第8話✦それぞれの未来3(モーベルシュタイン王太子の処遇)
(カンファレンスホールにて1)
ザッフィーロ公爵とスマラグドィス公爵、そして、レーヴェは一つの部屋に入っていった。いや、部屋と言うには広く会議場といえばいいのだろうか。中央に円卓があり、その周りは階段状となった長テーブルが三層ほどぐるりと囲んでいた。そして、この広い会議場の一番奥には国の象徴である白いドラゴンと黒いドラゴンを象った国旗が掲げられている。
その広い部屋の中央では3人の者たちが円卓の席についており、一番奥の者の背後にはその人物を守るように1人の人物が控えている。
「遅くなってごめんねー」
スマラグドィス公爵は軽い感じで遅くなったことを謝罪し
「待たせて申し訳ない」
それとは正反対に硬い謝罪の言葉を口にして席につくザッフィーロ公爵。
「いや、この度のことで謝罪の言葉を口にしなければならないのは余の方である」
そう言葉を切り出したのは白いドラゴンと黒いドラゴンを象った図柄の国旗を背負うように一番奥で座っていた人物からだ。その人物は金髪金目であり、どことなく先程人外のモノが模していた姿に似ていた。しかし、人外のモノが模していた姿は青年言っていい年齢だったが、ここにいる人物は40歳ぐらいの壮年の年齢だろうと窺いしれた。
「全くそうだよねー」
スマラグドィス公爵はその人物の言葉を肯定する。しかし、スマラグドィス公爵の隣に腰を下ろしているザッフィーロ公爵は違っていた。

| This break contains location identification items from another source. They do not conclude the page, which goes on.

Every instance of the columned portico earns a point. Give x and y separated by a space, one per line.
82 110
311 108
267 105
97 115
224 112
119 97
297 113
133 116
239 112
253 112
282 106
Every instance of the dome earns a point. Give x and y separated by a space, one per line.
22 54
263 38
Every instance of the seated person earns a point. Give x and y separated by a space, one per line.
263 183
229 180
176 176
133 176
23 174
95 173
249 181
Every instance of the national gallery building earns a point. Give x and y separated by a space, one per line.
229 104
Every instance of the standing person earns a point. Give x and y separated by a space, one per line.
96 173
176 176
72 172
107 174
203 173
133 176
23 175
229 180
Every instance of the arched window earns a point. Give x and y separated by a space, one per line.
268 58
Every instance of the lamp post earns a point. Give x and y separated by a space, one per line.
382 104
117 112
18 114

「陛下が謝る必要はありません。全ては王妃殿下のお言葉の所為でしょう」
陛下が頭を下げるべきではないと····どうやら、一番奥にいる人物は国王陛下のようだ。
「王妃は王の瞳にこだわりがあったようでな。モーベルシュタインにザッフィーロ公爵令嬢と仲良くするようにと言い続けていたようなのだ」
国王はどうしてそのようなことを言ったのか理解できないと言わんばかりに顔を歪めた。
「やっぱり。第2側妃殿下のところの第2王子のレクトゥス殿下を王太子にすべきだったよね?それならこんな茶番も起きなかったはずだからね」
国王の前にも関わらずスマラグドィス公爵は軽い口調を崩さない。そのスマラグドィス公爵の言葉を聞いた国王はスマラグドィス公爵に向かって頭を下げた。
「兄上、申し訳ありませんでした。兄上にお願いしてモーベルシュタインの婚約者にスマラグドィス公爵令嬢を据えてもらったというのに」
これは国王の前でもその態度を変えないはずだ。しかし、スマラグドィス公爵が国王の兄とはこれはどういうことなのだろうか。

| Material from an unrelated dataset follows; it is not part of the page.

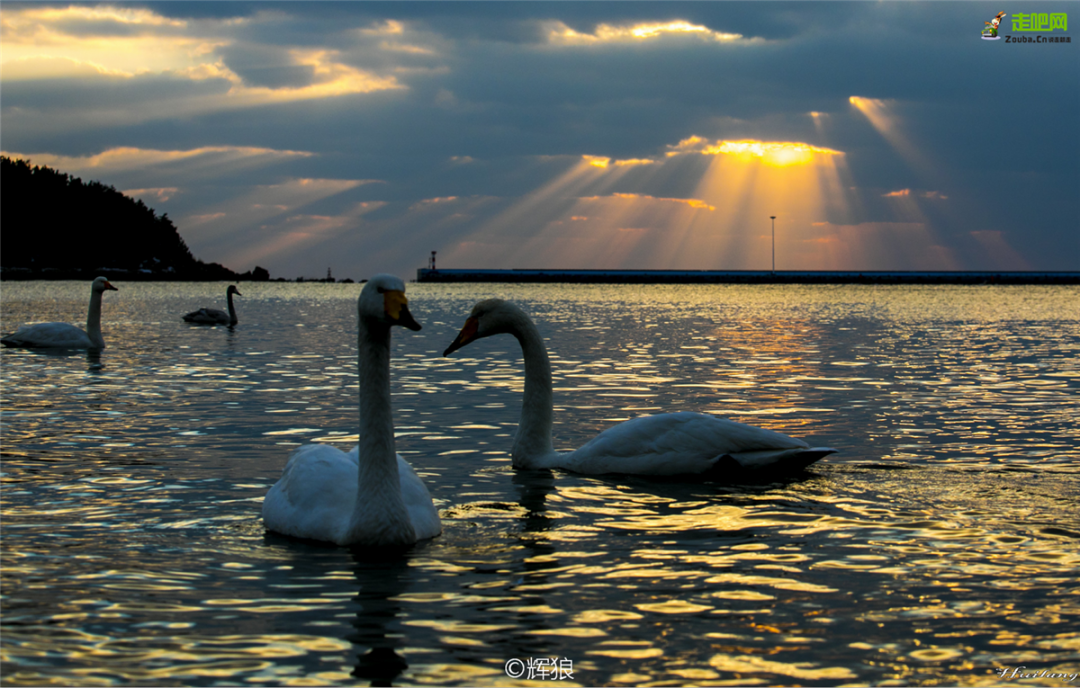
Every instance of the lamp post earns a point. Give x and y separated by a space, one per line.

「王太子もさぁ、僕みたいに第2王子が生まれた時点で、さっさと養子に出してしまえば、よかったんだよ。そうすれば、僕のルティシアちゃんが馬鹿王子に無駄なご機嫌伺いもしなくて良かったし、馬鹿王子の代わりに公務をしなくてもよかったよねぇ。一時は僕も父上である先王を恨んだりしたけど、この茶番劇が起こってしまったということは、父上が正しかったと今更ながら感服するよー」
先程からスマラグドィス公爵は第2王子の名を出しているが、話の内容からすれば、どうやら第2王子は【王の瞳】を持っているのだろう。だから、【王の瞳】を持たない者はさっさと王家から出せばよかったのだと。己を母親の実家であったスマラグドィス公爵家に養子に出したように。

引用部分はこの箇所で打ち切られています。